Updated over 9 years ago on . Most recent reply

Need help with a strategy for my father's property
My father has a reverse mortgage on his home. I don't know much about them.
The home is in relatively good shape but there is some definite deferred maintenance needed like a kitchen/bathroom remodel, removing the wall paper from 1978, floors/carpets, swimming pool refurbishing, etc.
Property values are good in the neighborhood. It's a pretty desirable place to live in his city.
He is at a point where it's time for him to move out and probably come live with me and my family. I understand that he/we have 1 year from the time he moves out to sell or refinance to pay off the reverse mortgage.
What strategies I should be thinking about:
- Take out a loan and do a complete refurb and refresh of the property to sell?
- Try to sell it "as is"?
- Take out a loan and refurb to make it a rental property?
- other suggestions?
- Partner with someone that knows what they are doing???
Any advise will be really helpful.
Most Popular Reply

Kyle,
Great questions, I've coached over 1,000 investors through these types of issues, working for three years with Robert Kiyosaki which was like drinking from a fire hose as people faced these kinds of issues.

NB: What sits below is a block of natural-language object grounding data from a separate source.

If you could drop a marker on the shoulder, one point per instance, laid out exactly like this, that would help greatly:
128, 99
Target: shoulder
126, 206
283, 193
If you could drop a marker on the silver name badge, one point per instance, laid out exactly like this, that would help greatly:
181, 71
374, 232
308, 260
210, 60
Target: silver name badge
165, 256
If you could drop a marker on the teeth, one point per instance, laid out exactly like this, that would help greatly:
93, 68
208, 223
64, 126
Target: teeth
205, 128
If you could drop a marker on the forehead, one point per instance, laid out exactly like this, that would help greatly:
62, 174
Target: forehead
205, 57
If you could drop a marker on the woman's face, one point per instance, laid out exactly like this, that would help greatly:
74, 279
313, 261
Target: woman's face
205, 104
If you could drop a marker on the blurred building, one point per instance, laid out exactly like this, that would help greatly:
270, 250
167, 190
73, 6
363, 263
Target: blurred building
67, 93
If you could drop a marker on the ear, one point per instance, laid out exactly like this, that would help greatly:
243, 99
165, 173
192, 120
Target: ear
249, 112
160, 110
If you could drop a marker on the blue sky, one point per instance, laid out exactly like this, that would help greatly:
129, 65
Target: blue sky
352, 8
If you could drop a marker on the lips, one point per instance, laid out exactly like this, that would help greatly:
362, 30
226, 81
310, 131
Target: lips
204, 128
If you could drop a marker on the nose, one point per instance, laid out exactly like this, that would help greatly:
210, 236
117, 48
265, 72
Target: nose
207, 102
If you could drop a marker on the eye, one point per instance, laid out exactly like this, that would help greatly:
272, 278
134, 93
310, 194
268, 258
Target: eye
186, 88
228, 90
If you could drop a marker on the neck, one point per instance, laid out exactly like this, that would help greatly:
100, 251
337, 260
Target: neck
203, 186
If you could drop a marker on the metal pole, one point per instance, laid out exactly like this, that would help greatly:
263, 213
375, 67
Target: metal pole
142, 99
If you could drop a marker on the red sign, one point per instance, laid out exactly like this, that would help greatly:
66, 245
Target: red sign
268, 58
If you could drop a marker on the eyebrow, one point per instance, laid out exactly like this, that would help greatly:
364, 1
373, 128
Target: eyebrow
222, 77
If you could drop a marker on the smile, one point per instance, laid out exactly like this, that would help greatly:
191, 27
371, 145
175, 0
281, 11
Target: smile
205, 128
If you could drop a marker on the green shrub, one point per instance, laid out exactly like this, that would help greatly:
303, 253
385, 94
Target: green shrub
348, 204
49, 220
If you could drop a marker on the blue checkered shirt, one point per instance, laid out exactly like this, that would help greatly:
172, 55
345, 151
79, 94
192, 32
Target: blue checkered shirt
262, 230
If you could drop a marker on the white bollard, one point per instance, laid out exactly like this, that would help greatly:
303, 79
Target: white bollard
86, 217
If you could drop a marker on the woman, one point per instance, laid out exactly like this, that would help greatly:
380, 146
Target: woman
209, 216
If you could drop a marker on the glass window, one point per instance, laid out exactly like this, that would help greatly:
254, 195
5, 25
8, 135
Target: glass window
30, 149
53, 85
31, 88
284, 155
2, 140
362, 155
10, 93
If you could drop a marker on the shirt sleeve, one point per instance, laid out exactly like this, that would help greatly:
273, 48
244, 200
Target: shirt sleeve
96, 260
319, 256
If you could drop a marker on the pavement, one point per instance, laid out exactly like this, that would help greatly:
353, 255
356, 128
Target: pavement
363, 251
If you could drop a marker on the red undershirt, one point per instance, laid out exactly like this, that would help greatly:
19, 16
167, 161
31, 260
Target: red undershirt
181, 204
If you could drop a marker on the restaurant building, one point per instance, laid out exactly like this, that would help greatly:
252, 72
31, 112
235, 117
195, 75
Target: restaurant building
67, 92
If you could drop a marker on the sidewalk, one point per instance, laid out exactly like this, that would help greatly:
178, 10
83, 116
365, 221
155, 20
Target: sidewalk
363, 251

Let me see if I can help:
- Talking to an expert who knows a lot about reverse mortgages is a good start. Mark Schow is a friend of mine who was the head of his state mortgage association, he did thousands of investment loans for "Rich Dad, Poor Dad" clients and was one of the largest reverse mortgage brokers in the country. He will give you some free advice and will know the rules. Inbox me and I'll give you his email and phone number if you would like.
- Depending upon your father's financial situation, and the equity that is in the home, I don't know if a refinance would be possible? This might mean you wouldn't have to sell in such a timeframe (although market indicators for California say that the next year is a great time to sell). This only becomes important if the two of you don't have the ability to come up with the renovation funding.
- Private/Hard money lenders who might be willing to go into a second position to give you the renovation funds to be able to get the house into top shape would be an option to check into. While these types of funds may carry high interest rates, it's often not a bad solution if its for short term and you can afford the carrying costs. I know of one such lender with interest rates in the high 6's for CA borrowers.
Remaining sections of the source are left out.